Topic: Using AI to encode "lossy FLAC" (Read 2146 times) previous topic - next topic
0 Members and 1 Guest are viewing this topic.

Using AI to encode "lossy FLAC"

hello, i was reading about google's codec Sound Stream that is capable of really good audio quality at low bitrates, if i undestand correctly they train an encoder AI and a decode AI that work toguether to fool the discriminator AI which is trained to know if the audio is the original or not, and they use a lot of data for it.

Then it ocurred to me that nothing stops you doing the same thing but instead training the AI to create a .wav that compresses really well to flac or other stablished audio formats with a good audio quality and small size, the cool thing about this is that you don't need a fancy decoder or a new file type and you can just train the encoder to get better, i wonder how good this thing can get

Re: Using AI to encode "lossy FLAC"

Reply #1
Using AI isn't the magical solution for everything. Just because AI can do magical things somewhere doesn't mean it can elsewhere.

Classic lossy formats, like MP3 and Vorbis, spend most of their bits on coding an 'approximation' of a signal, by converting it from the time domain to the frequency domain. Those formats have the right tools to describe these approximations. As far as I understand, in SoundStream the actual format is trained by AI, which gives it a profound advantage. The resulting tools of the format are probably much more complex than those used in MP3/Vorbis/Opus.

FLAC is very different. FLAC uses a very simple model (approximation) and spends most of the bits correcting that model. That is because a lossless codec needs to be, well, lossless, so correction is needed anyway, no model can ever be accurate enough. Other lossless codecs use (much) more complicated models to get a few percent extra compression, but none of these can do *much* better than FLAC. See here for a comparison between lossless audio codecs.
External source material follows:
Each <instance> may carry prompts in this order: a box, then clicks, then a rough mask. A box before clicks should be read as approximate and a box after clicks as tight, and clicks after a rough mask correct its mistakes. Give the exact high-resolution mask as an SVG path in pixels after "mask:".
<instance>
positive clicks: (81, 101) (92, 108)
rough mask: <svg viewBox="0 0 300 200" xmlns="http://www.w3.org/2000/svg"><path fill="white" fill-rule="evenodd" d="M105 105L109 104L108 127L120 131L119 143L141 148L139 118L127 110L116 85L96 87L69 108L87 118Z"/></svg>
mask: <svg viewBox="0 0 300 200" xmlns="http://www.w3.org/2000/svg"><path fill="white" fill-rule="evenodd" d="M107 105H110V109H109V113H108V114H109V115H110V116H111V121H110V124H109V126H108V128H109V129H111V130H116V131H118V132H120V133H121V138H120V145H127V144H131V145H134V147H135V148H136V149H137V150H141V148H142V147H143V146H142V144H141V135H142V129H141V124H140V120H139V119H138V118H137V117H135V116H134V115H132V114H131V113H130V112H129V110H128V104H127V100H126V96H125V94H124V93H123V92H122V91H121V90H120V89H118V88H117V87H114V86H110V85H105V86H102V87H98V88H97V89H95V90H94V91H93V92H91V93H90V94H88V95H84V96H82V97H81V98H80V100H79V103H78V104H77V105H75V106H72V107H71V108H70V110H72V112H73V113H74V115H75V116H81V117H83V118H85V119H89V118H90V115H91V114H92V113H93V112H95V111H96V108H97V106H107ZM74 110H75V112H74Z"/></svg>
So, as FLAC has a very simple model, there is really nothing for an AI to optimize for. To fit FLACs model, you'd have to really make large (probably audible) sacrifices. It seems unlikely the end result will be better than processors like LossyWAV can achieve.
Music: sounds arranged such that they construct feelings.

 

Re: Using AI to encode "lossy FLAC"

Reply #2
If the purpose is a show-off, then I am sure they can get good results at significant bitrate s(h)avings. Reducing a, say, 777 kbit/s FLAC file to 256 kbit/s "within the format" would be impressive from that point of view - and not at all any competition against lossy-designed codecs that produce jolly listenable files at 64.

What I guess could be done with a good AI learning, is something like a psy model for dynamically adjusted LossyWAV: discard more bits when they don't matter much for audibility.
And I have a hunch that it could also learn how to gradually decimate stereo information. Slightly closer to mono could be listenable even when it is easily ABXable against the original.